While Monarch’s bosses knew they were going out of business, the staff did not; the aim was to keep flying for another day while the Civil Aviation Authority (CAA) got its shadow airline in position to fly back holidaymakers at taxpayers’ expense. But one big clue on Sunday morning indicated this was an airline with no future: Monarch fares quadrupled overnight in a bid to deter people from buying tickets.

CAAir” will keep flying Monarch repatriation flights for another week, spending £545 for each passenger brought home. But 2,000 Monarch staff and 750,000 passengers are seeking solutions to, respectively, their employment and holiday needs.

One obvious answer: Ryanair, by far the biggest budget airline in Europe. But pilots and cabin crew may be deterred from applying for jobs with a carrier whose employee relations look distinctly fragile.

Three weeks ago, tens of thousands of Ryanair passengers found their flights had been abruptly cancelled due to staff shortage. One the following days, it emerged that the airline had a serious shortfall in the number of available pilots.

Initially a technical change in the calendar for calculating flight time limitations was blamed, but it quickly became clear that problems ran much deeper.

In a bonfire of the boarding passes, 2,000 flights were axed up to the end of the summer schedules on 28 October, quickly followed by a further 18,000 – including high-frequency links from Stansted to Edinburgh and Glasgow, and between Gatwick and Belfast International.

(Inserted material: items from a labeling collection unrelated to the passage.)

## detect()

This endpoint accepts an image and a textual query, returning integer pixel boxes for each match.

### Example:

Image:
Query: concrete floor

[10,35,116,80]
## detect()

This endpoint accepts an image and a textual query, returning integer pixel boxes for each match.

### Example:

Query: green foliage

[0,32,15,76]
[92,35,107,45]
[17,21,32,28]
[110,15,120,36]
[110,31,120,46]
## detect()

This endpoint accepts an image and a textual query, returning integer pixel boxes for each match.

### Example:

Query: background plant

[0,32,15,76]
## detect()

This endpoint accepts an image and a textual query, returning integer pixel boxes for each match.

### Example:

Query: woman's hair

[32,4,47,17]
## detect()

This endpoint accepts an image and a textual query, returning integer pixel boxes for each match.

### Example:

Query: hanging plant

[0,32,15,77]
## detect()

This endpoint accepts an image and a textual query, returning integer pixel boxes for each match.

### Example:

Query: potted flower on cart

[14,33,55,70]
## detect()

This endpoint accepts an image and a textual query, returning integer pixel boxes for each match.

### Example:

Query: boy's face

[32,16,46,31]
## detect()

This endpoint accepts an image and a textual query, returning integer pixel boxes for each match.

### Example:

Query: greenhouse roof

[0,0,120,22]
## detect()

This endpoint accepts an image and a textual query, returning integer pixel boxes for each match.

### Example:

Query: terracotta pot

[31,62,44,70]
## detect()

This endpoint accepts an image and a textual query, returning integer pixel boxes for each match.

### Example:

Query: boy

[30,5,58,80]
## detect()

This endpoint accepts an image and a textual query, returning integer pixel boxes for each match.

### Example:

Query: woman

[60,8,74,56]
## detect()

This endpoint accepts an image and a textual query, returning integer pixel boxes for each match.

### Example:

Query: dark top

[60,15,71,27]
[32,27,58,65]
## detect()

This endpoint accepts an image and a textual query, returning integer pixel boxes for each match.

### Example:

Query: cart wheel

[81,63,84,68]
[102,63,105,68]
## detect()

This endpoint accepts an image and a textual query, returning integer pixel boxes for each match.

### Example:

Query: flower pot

Ryanair’s chief executive, Michael O’Leary, said sorry, but then wrongly asserted that the airline was not liable for replacement flights on other airlines. As he was scolded by the CAA for misleading cancelled passengers about their legal rights, the airline’s boss was also having to firefight the most extreme staff shortage in airline history.

Some said pilots were leaving Ryanair en masse for airlines such as Norwegian, where they could enjoy better conditions and more respect.

The response was sent out on Thursday evening, in the form of a three-page letter to flight crew – with a classic Ryanair mix of carrot and stick. Captains can earn “a 12-month loyalty/productivity bonus of up to €12,000”, with half as much for first officers, so long as they reach “reasonable and achievable performance or targets”. Then, with the ink barely dry on the P45s of Monarch staff, Mr O’Leary pointed out: “We are a very secure employer – in a very insecure industry.

“If you have, or are considering, joining one of these less financially secure or Brexit-challenged airlines, I urge you to stay with Ryanair for a brighter future for you and you family.”

Airlines are like prime ministers: in order to succeed, they must command the confidence of the people that they will deliver. And the turmoil of 2017 is doing aviation no favours.

Monarch has followed Air Berlin into administration, while Alitalia is on financial life support. And even if your airline is, like Ryanair, in the rudest of health, all manner of problems can keep you grounded.

“French strike planned Monday 17Z to Wed 04Z,” tweeted Eurocontrol on Friday afternoon. Translated, that means air-traffic controllers who look after the busiest skies in Europe will be stopping work from 6pm on Monday to 5am on Wednesday.

“Expecting a significant impact with potentially a 30 per cent reduction in flights at many airports.”

Tens of thousands of travellers are likely to be affected, including some of the delegates flying to the Azores for the Abta convention. Those who make it to Ponta Delgada will take stock of the awful autumn, and gaze into an uncertain future. By April next year, airlines will be selling tickets for post-Brexit flights that, in the absence of an aviation agreement, will never take off.

Travel is an industry devoted to human happiness, which requires customers to invest hard-earned cash upfront to buy into a dream. In a week of holiday nightmares, you might imagine that bookings would dry up.

In fact, Ryanair is still selling the 250 seats per minute that its business model requires. Its big rival, easyJet is planning to “build and strengthen its network” over the next year. And British airline passengers will continue to enjoy the widest horizons and keenest value of any nation on earth.

Over the past few weeks, much has gone wrong for hundreds of thousands of passengers. But for the vast majority, aviation continues to go just right.